Challenges & Solutions

  • Projecting 2D masks onto coarse 3D geometry: Google Photorealistic 3D Tiles use large baked-texture polygons where one triangle can cover an entire building face. A 1:1 pixel-to-triangle raycast produces terrible spatial resolution. We implemented adaptive triangle subdivision (depth 0–24) before raycasting — tessellating each large polygon into sub-triangles sized to match the mask's pixel density. The camera pose JSON makes this deterministic without keeping the capture camera alive.
  • Reliable window detection across building styles: Classical edge-detection and color segmentation fail on reflective glass, curved façades, and varying sun angles. Instead of training a segmentation model, we used Gemini as a semantic oracle — giving it a precise output format (#00FF00 for windows) lets us use dead-simple HSV thresholding downstream. The LLM handles the hard problem; the threshold handles the easy one. The prompt is the only thing that needs updating for different detection targets (e.g., detecting existing solar panels with a different color).
  • Isolating a single building from a streaming tile dataset: Cesium has no “get me this building” API — tiles load lazily as the camera moves.
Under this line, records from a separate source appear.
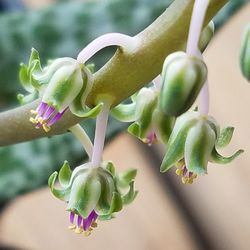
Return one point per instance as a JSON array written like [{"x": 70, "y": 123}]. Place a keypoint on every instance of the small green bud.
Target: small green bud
[
  {"x": 245, "y": 54},
  {"x": 192, "y": 145},
  {"x": 182, "y": 79}
]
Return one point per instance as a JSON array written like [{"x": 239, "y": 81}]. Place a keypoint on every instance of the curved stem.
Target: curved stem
[
  {"x": 196, "y": 24},
  {"x": 110, "y": 39},
  {"x": 100, "y": 132},
  {"x": 84, "y": 139}
]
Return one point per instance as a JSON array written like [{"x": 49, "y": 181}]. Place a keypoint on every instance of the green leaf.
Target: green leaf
[
  {"x": 65, "y": 174},
  {"x": 116, "y": 203},
  {"x": 131, "y": 194},
  {"x": 225, "y": 137},
  {"x": 126, "y": 177}
]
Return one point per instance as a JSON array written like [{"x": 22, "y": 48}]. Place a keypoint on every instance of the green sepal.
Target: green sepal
[
  {"x": 199, "y": 144},
  {"x": 224, "y": 137},
  {"x": 62, "y": 194},
  {"x": 206, "y": 36},
  {"x": 24, "y": 99},
  {"x": 87, "y": 112},
  {"x": 85, "y": 194},
  {"x": 126, "y": 177},
  {"x": 245, "y": 54},
  {"x": 218, "y": 158},
  {"x": 65, "y": 174},
  {"x": 116, "y": 203},
  {"x": 176, "y": 144},
  {"x": 125, "y": 112},
  {"x": 109, "y": 166},
  {"x": 130, "y": 195}
]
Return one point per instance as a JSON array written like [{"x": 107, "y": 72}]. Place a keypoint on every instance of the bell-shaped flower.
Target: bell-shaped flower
[
  {"x": 193, "y": 143},
  {"x": 149, "y": 123},
  {"x": 93, "y": 193},
  {"x": 63, "y": 84},
  {"x": 182, "y": 79},
  {"x": 245, "y": 54}
]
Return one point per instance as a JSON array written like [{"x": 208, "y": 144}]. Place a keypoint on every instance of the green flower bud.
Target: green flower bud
[
  {"x": 182, "y": 79},
  {"x": 192, "y": 145},
  {"x": 245, "y": 54},
  {"x": 93, "y": 193},
  {"x": 63, "y": 84},
  {"x": 149, "y": 122},
  {"x": 206, "y": 36}
]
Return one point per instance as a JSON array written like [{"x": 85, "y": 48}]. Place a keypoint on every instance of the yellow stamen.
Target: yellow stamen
[
  {"x": 46, "y": 128},
  {"x": 94, "y": 224},
  {"x": 33, "y": 120},
  {"x": 179, "y": 172},
  {"x": 78, "y": 230},
  {"x": 33, "y": 112},
  {"x": 87, "y": 233}
]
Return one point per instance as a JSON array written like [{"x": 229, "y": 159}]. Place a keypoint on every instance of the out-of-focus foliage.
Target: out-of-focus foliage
[{"x": 61, "y": 30}]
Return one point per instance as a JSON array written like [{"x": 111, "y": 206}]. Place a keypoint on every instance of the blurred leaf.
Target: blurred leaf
[{"x": 61, "y": 30}]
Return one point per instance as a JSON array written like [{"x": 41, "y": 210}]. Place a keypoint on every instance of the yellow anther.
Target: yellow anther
[
  {"x": 194, "y": 176},
  {"x": 46, "y": 128},
  {"x": 184, "y": 180},
  {"x": 87, "y": 233},
  {"x": 72, "y": 227},
  {"x": 33, "y": 112},
  {"x": 94, "y": 224},
  {"x": 78, "y": 230},
  {"x": 179, "y": 171}
]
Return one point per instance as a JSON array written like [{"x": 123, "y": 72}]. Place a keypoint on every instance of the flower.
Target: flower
[
  {"x": 150, "y": 124},
  {"x": 63, "y": 84},
  {"x": 182, "y": 79},
  {"x": 93, "y": 193},
  {"x": 193, "y": 143},
  {"x": 245, "y": 54}
]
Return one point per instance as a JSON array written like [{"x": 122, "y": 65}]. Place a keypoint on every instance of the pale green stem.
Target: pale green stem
[
  {"x": 84, "y": 139},
  {"x": 126, "y": 73},
  {"x": 100, "y": 133}
]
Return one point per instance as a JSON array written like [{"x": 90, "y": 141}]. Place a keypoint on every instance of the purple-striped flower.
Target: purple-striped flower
[{"x": 83, "y": 225}]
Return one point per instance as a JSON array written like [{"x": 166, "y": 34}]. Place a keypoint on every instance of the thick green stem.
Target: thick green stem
[{"x": 122, "y": 76}]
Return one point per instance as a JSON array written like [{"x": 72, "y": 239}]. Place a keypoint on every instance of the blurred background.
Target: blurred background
[{"x": 213, "y": 213}]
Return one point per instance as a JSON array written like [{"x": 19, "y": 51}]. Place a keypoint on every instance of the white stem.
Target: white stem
[
  {"x": 204, "y": 99},
  {"x": 100, "y": 132},
  {"x": 198, "y": 15},
  {"x": 110, "y": 39},
  {"x": 82, "y": 136},
  {"x": 157, "y": 82}
]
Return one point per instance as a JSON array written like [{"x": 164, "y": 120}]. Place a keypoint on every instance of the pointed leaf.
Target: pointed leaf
[
  {"x": 130, "y": 196},
  {"x": 225, "y": 137},
  {"x": 217, "y": 158},
  {"x": 198, "y": 147}
]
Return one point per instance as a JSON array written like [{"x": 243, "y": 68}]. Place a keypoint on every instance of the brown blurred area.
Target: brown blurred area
[{"x": 213, "y": 213}]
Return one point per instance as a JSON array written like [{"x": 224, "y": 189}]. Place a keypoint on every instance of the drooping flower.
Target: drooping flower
[
  {"x": 150, "y": 124},
  {"x": 193, "y": 143},
  {"x": 93, "y": 193},
  {"x": 63, "y": 84}
]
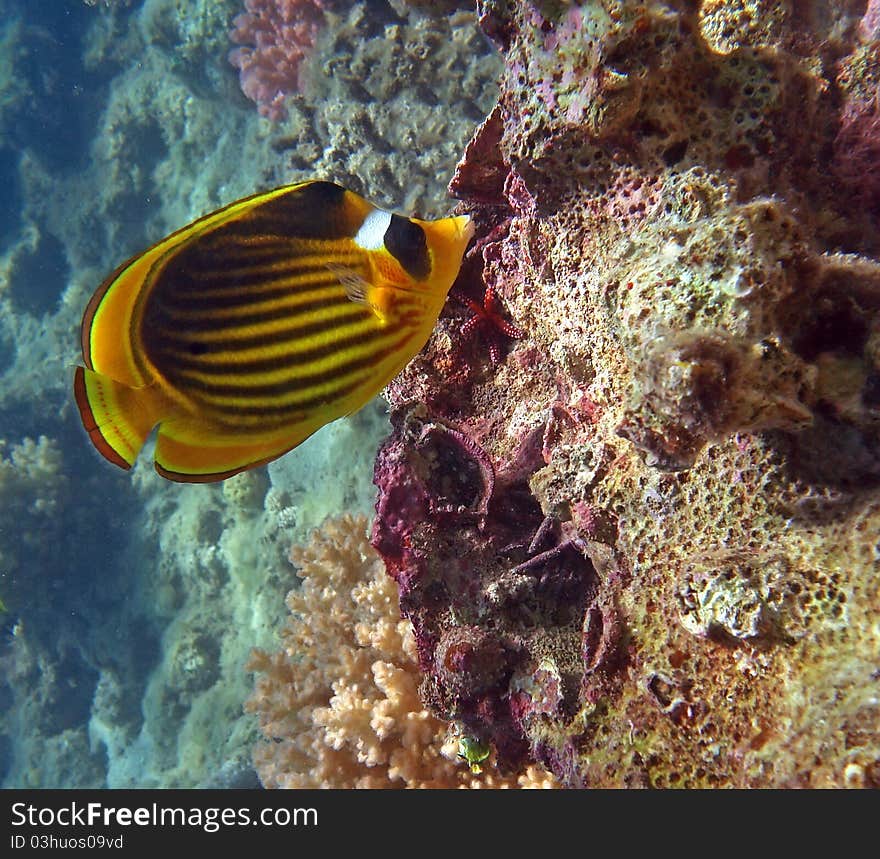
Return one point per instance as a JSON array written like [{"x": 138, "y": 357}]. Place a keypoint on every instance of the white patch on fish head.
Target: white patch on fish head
[{"x": 371, "y": 235}]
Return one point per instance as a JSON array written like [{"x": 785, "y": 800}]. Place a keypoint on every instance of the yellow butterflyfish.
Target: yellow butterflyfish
[{"x": 243, "y": 333}]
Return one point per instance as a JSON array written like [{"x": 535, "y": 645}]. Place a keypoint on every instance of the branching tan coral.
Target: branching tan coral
[{"x": 339, "y": 704}]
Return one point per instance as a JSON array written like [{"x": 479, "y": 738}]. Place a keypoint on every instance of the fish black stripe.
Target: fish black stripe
[
  {"x": 291, "y": 359},
  {"x": 248, "y": 317},
  {"x": 235, "y": 273},
  {"x": 158, "y": 343},
  {"x": 312, "y": 211},
  {"x": 309, "y": 381},
  {"x": 279, "y": 411},
  {"x": 247, "y": 295},
  {"x": 407, "y": 243}
]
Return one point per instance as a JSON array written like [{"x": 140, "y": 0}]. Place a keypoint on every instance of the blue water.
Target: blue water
[{"x": 119, "y": 122}]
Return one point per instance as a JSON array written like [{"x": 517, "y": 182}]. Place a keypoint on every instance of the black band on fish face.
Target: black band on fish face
[{"x": 407, "y": 243}]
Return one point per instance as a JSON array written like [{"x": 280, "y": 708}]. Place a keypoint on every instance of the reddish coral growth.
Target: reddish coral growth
[
  {"x": 276, "y": 36},
  {"x": 857, "y": 154}
]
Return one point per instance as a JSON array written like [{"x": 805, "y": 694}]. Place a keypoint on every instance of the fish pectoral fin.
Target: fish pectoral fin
[
  {"x": 117, "y": 417},
  {"x": 190, "y": 451},
  {"x": 361, "y": 291}
]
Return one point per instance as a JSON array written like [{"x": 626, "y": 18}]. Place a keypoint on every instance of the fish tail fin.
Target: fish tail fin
[{"x": 117, "y": 417}]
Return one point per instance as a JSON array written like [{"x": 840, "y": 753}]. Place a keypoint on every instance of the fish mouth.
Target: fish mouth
[{"x": 466, "y": 226}]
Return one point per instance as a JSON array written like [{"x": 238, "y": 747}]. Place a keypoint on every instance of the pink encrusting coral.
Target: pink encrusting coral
[
  {"x": 631, "y": 510},
  {"x": 275, "y": 37}
]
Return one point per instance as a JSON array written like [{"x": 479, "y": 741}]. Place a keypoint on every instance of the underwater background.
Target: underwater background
[
  {"x": 131, "y": 604},
  {"x": 617, "y": 525}
]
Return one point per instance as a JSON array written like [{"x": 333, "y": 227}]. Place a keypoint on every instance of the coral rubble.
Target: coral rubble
[
  {"x": 339, "y": 704},
  {"x": 638, "y": 542}
]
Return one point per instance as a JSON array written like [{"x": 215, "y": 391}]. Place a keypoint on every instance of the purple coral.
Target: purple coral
[{"x": 275, "y": 37}]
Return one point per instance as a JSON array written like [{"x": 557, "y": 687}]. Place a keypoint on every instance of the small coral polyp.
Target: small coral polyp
[{"x": 672, "y": 580}]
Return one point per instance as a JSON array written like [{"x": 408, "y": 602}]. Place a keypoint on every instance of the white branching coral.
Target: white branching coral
[{"x": 339, "y": 704}]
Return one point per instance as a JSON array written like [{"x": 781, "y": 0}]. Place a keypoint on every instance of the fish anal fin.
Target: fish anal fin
[
  {"x": 190, "y": 451},
  {"x": 117, "y": 417}
]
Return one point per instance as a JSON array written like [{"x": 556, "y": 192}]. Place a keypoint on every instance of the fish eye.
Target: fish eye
[{"x": 407, "y": 243}]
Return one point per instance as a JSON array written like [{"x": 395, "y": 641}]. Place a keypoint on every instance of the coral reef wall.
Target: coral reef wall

We pause tile streaming after initial load, construct a tight AABB from the target lat/lon, and filter all loaded mesh objects by centroid. MeshColliders are baked post-isolation since Cesium tiles arrive without physics geometry.
  • Light culling mask inheritance in Unity: Unity DirectionalLights affected window overlays even when culled because child objects inherit parent layer assignments. Fix: assign all window meshes to a dedicated WindowLayer, exclude it from every DirectionalLight's culling mask bitmask, and call Physics.IgnoreLayerCollision to prevent spurious raycast hits from the lighting sim.

Outcome

Albedo showing irradiance heatmap on a NYC skyscraper with energy insights panel

895 MWh/year estimated for a Midtown Manhattan high-rise

Albedo shows that LLMs can be used as preprocessing oracles for computer vision pipelines — not just as chat interfaces. By combining real-world 3D tile data, AI semantic segmentation, and physically-grounded lighting simulation, it makes solar feasibility analysis fast and building-specific for any address in the world.

Built at Carnegie Mellon's TartanHacks hackathon.